Adele Chatfield-Taylor, the longtime president and CEO of the American Academy in Rome, will step down at the end of 2013.
Chatfield-Taylor, 67, whose name is virtually synonymous with the institution, has led it since 1988. Next year will mark her 25th year as the Academy's president. She began her affiliation with the organization nearly 30 years ago, as a Rome Prize Fellow, in 1983. During her tenure as president, she oversaw the transformation of the Academy, including the restoration of the McKim, Mead, and White building that houses it, as well as the Academy's adjacent Villa Aurelia. According to a statement sent to friends and colleagues, her administration saw a five-fold increase in the Academy's endowment while it also endowed new and enduring programs, including its fellowships and residencies, the Rome Prize competition, the Arts Directorship, and the Rome Sustainable Food Project.
"Our programs enhance not only our own artists and scholars, but also the intellectual community in the city of Rome. And while we will always have an American community at our core, we are on our way to becoming truly international," her email reads.

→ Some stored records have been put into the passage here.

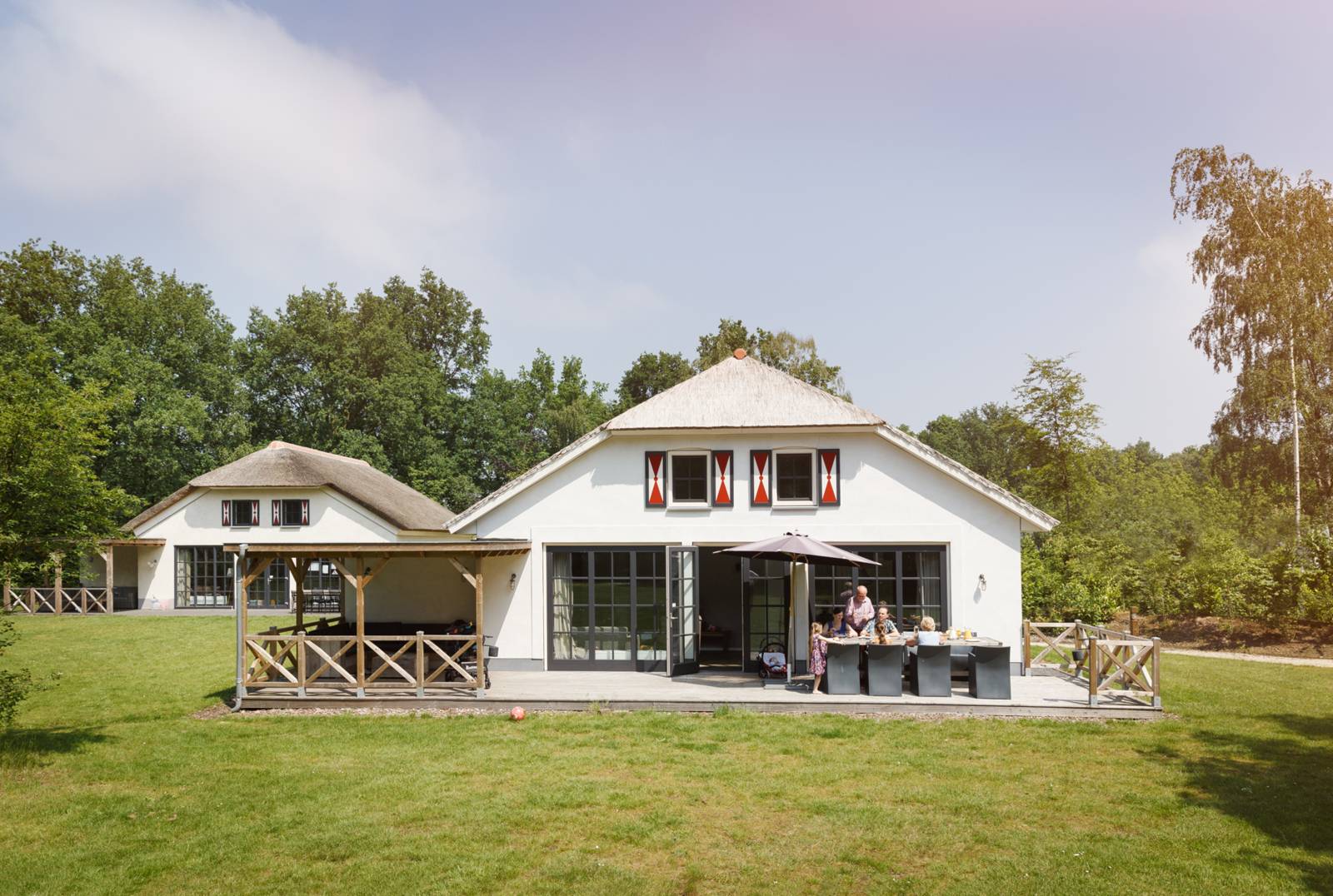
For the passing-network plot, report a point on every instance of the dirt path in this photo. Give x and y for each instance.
(1252, 658)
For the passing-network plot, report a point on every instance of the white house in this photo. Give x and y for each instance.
(604, 556)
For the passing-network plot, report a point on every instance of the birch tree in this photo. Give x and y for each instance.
(1266, 261)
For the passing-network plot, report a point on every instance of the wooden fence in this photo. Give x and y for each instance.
(1115, 663)
(303, 660)
(57, 600)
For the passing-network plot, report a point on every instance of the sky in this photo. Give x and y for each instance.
(932, 193)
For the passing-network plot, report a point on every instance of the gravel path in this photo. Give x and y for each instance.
(1253, 658)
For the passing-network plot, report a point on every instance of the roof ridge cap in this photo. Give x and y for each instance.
(279, 444)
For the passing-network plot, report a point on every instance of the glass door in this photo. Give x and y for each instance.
(683, 610)
(766, 594)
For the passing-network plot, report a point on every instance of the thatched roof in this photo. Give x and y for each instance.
(287, 465)
(743, 394)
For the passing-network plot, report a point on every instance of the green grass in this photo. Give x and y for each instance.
(110, 784)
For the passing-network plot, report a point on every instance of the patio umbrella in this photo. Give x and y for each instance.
(795, 548)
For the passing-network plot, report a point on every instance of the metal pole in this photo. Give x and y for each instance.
(237, 574)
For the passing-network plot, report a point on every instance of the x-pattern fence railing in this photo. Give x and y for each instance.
(57, 600)
(1116, 665)
(306, 660)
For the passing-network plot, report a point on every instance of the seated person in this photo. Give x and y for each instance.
(926, 636)
(839, 627)
(883, 616)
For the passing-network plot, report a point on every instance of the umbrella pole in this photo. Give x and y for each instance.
(791, 620)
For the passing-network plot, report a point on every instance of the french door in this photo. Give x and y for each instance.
(683, 610)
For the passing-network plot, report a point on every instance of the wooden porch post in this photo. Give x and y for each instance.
(111, 579)
(60, 583)
(360, 632)
(482, 638)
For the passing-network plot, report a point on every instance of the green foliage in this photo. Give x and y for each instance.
(1266, 261)
(153, 346)
(15, 684)
(790, 354)
(51, 436)
(650, 375)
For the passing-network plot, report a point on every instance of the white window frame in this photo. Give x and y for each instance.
(803, 503)
(671, 480)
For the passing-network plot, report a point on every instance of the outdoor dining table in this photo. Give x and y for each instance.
(883, 661)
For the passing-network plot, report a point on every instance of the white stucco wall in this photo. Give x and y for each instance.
(197, 521)
(888, 498)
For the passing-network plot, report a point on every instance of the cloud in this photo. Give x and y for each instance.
(230, 126)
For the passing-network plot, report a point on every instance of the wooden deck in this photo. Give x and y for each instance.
(1046, 694)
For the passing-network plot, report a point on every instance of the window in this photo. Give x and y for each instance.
(608, 608)
(323, 587)
(793, 476)
(204, 578)
(270, 588)
(240, 512)
(292, 512)
(690, 479)
(911, 580)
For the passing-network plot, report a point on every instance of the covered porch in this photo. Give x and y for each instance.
(351, 656)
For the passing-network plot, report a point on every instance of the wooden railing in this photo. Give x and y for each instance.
(57, 600)
(307, 660)
(1115, 663)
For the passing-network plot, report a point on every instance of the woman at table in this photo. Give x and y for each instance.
(839, 627)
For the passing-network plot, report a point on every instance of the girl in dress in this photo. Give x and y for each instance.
(819, 654)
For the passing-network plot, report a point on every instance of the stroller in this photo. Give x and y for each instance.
(772, 660)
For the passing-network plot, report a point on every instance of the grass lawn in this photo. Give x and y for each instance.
(110, 784)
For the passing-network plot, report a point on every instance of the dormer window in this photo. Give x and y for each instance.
(688, 479)
(793, 478)
(240, 512)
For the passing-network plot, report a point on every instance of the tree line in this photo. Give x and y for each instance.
(119, 383)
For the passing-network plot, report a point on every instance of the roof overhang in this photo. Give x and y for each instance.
(387, 550)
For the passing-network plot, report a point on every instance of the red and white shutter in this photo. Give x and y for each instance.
(655, 479)
(831, 476)
(761, 472)
(723, 479)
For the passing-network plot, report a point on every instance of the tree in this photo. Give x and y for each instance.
(157, 346)
(986, 439)
(1061, 430)
(781, 350)
(1266, 261)
(650, 375)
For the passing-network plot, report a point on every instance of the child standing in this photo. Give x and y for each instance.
(819, 655)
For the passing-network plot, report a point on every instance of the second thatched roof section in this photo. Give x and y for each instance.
(282, 465)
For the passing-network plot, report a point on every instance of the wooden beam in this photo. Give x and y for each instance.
(463, 571)
(111, 579)
(59, 595)
(482, 638)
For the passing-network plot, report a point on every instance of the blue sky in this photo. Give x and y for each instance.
(931, 193)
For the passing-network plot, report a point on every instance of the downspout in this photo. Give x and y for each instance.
(237, 571)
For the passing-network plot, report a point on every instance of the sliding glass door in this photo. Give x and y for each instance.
(607, 608)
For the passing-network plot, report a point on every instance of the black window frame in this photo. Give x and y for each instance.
(287, 503)
(824, 575)
(252, 510)
(699, 480)
(808, 476)
(647, 565)
(210, 572)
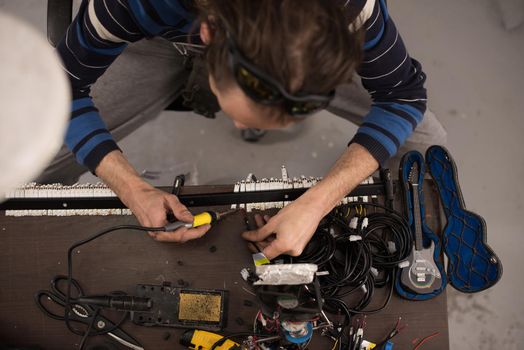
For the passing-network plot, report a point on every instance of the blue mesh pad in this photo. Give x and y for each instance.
(472, 264)
(405, 166)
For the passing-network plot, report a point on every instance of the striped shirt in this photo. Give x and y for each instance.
(103, 28)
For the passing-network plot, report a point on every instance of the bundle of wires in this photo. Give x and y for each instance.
(361, 252)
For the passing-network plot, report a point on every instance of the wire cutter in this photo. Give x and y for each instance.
(80, 313)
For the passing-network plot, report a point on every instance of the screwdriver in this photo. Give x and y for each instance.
(204, 218)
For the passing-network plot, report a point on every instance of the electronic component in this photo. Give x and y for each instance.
(202, 340)
(183, 307)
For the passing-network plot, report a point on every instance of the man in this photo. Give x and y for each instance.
(271, 63)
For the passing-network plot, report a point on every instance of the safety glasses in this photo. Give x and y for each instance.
(263, 89)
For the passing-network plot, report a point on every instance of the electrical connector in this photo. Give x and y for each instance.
(353, 224)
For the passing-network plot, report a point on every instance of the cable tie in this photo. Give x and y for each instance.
(392, 247)
(245, 274)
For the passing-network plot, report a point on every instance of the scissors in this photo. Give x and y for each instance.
(81, 313)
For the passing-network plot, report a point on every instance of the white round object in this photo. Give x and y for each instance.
(35, 102)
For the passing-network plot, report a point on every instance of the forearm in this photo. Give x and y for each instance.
(355, 165)
(120, 176)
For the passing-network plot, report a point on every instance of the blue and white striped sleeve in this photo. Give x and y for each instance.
(98, 35)
(395, 82)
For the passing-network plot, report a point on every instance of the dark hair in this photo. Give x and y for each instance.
(305, 45)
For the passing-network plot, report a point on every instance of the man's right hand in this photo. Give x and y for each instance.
(149, 204)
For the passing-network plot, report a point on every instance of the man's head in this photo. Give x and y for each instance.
(304, 46)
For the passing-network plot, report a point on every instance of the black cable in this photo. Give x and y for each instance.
(70, 279)
(222, 340)
(363, 258)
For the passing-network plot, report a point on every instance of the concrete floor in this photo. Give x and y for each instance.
(475, 73)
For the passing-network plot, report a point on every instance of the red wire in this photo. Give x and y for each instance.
(425, 340)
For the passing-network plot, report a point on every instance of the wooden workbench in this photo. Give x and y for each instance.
(34, 251)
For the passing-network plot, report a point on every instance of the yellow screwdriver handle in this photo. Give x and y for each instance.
(202, 219)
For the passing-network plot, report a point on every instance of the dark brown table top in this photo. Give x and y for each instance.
(34, 251)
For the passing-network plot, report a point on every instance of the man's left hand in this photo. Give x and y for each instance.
(288, 232)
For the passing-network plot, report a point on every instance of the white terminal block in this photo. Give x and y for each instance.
(392, 247)
(403, 264)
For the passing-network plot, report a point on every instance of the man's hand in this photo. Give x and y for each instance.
(290, 230)
(149, 204)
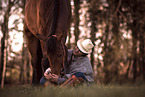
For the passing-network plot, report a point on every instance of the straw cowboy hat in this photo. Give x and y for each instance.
(85, 45)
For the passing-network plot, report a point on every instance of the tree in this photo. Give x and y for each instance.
(4, 26)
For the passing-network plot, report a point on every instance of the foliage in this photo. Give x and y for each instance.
(81, 91)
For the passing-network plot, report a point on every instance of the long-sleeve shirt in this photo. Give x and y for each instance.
(78, 64)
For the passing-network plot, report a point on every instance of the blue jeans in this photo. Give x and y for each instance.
(43, 80)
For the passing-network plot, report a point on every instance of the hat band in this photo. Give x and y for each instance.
(83, 48)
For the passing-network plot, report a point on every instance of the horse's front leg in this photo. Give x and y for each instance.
(34, 47)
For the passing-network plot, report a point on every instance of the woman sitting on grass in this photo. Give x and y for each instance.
(79, 69)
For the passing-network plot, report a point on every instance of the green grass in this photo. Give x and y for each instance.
(81, 91)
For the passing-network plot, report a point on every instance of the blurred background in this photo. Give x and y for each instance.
(116, 27)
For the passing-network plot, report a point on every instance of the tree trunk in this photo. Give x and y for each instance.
(4, 27)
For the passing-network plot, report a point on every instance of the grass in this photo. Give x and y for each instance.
(81, 91)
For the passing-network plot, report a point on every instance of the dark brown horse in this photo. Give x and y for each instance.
(46, 26)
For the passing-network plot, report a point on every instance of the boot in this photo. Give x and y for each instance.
(72, 81)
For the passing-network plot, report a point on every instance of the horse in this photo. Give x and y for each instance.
(45, 27)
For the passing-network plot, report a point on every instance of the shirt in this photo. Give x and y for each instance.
(78, 64)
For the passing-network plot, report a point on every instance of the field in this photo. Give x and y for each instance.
(81, 91)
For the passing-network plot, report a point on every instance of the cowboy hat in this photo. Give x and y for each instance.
(85, 45)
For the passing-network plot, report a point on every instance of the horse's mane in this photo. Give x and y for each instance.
(51, 45)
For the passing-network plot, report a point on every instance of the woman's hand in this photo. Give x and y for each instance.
(51, 77)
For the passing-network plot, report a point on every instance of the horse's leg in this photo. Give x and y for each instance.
(45, 63)
(34, 47)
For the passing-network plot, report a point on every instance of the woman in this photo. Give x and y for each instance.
(79, 69)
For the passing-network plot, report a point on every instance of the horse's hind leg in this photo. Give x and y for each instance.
(34, 47)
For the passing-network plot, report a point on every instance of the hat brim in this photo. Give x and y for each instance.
(79, 44)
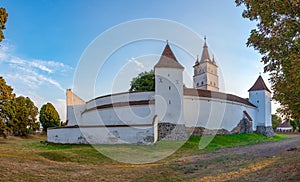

Before her work with the Academy, Chatfield-Taylor worked with the New York City Landmarks Preservation Commission and the National Academy of the Arts. She was named the winner of the Vincent Scully Prize in 2010.
In her message, Chatfield-Taylor says that her upcoming 25th anniversary as the institution's leader marked a natural moment for her transition. The Academy's board of trustees posted a statement saying that they have accepted her resignation "reluctantly," and enlisted the firm Isaacson Miller to help with the search for her replacement.
"Adele has brought a kind of magic to the Academy," says Academy chair William Hart, in a statement. "She has known what to save, what to refurbish and what to add."
The Academy was launched in 1894 as a home for American architects studying classical architecture in Rome. Since then it has grown into an arts and research organization with a global outlook.
"If in the nineteenth century we were an outpost in a foreign land, today we are a crossroads in a global world," Chatfield-Taylor says.